とはいえ、もしあの時グラミー賞を受賞していたのが、彼と少なからずつながりのあるB'zだったら、伊藤氏は果たしてあんなことを言えただろうか?答えは恐らくノーだろう。少なくとも、もうすこし慮った発言をしたはずだ。しかし、それはグラミー賞におけるしがらみや思惑と一体何が違うのだろうか?大相撲の八百長のように、実際に携帯で申し合わせたりするのとは全く違う次元のものではあるだろうが、結局のところその両者は同じ性質を基盤として成り立っているものなのではないか。

つまり、人間はコネやしがらみや社会的趨勢との思惑の一致によって、それらに支えられることによって初めて社会的地位を確立することが可能となるのではないか。「本当に公平な人間には友人はいない」とはよく言ったもので、本当にしがらみから逃れようとしたら、恐らく世捨て人にでもなるしかないだろう。しかしそうやって獲得した「本当の公平さ」は、コネやしがらみの無さ、そして世間の思惑との不一致によって、周りからは不公平さとして認識されるだろう。であるならば、そのような公平さというのは一体何の価値があるのだろう?
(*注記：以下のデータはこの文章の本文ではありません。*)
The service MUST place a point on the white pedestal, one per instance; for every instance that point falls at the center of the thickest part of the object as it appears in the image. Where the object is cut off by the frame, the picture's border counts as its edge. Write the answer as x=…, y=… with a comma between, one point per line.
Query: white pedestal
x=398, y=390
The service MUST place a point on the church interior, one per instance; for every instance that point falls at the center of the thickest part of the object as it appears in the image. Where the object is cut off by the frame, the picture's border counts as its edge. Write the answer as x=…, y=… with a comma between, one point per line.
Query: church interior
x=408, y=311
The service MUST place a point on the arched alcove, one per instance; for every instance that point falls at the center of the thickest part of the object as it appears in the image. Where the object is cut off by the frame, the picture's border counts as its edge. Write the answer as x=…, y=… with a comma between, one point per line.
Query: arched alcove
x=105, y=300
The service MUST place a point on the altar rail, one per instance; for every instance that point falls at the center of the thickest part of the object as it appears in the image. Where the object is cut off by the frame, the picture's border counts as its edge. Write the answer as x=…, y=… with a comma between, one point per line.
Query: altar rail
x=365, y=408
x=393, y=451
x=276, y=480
※1 因みに、今回自分はテレビでグラミー賞のニュースを見ていないので、そこでそれがどのように報じられたのかは分からないが、『ニュースJAPAN』と同じフジサンケイグループの産経ニュースでは、伊藤氏の言うような業界の思惑について言及する記事が掲載されている。

グラミー賞日本人受賞ラッシュの裏に“オトナの事情”(MSN産経ニュース)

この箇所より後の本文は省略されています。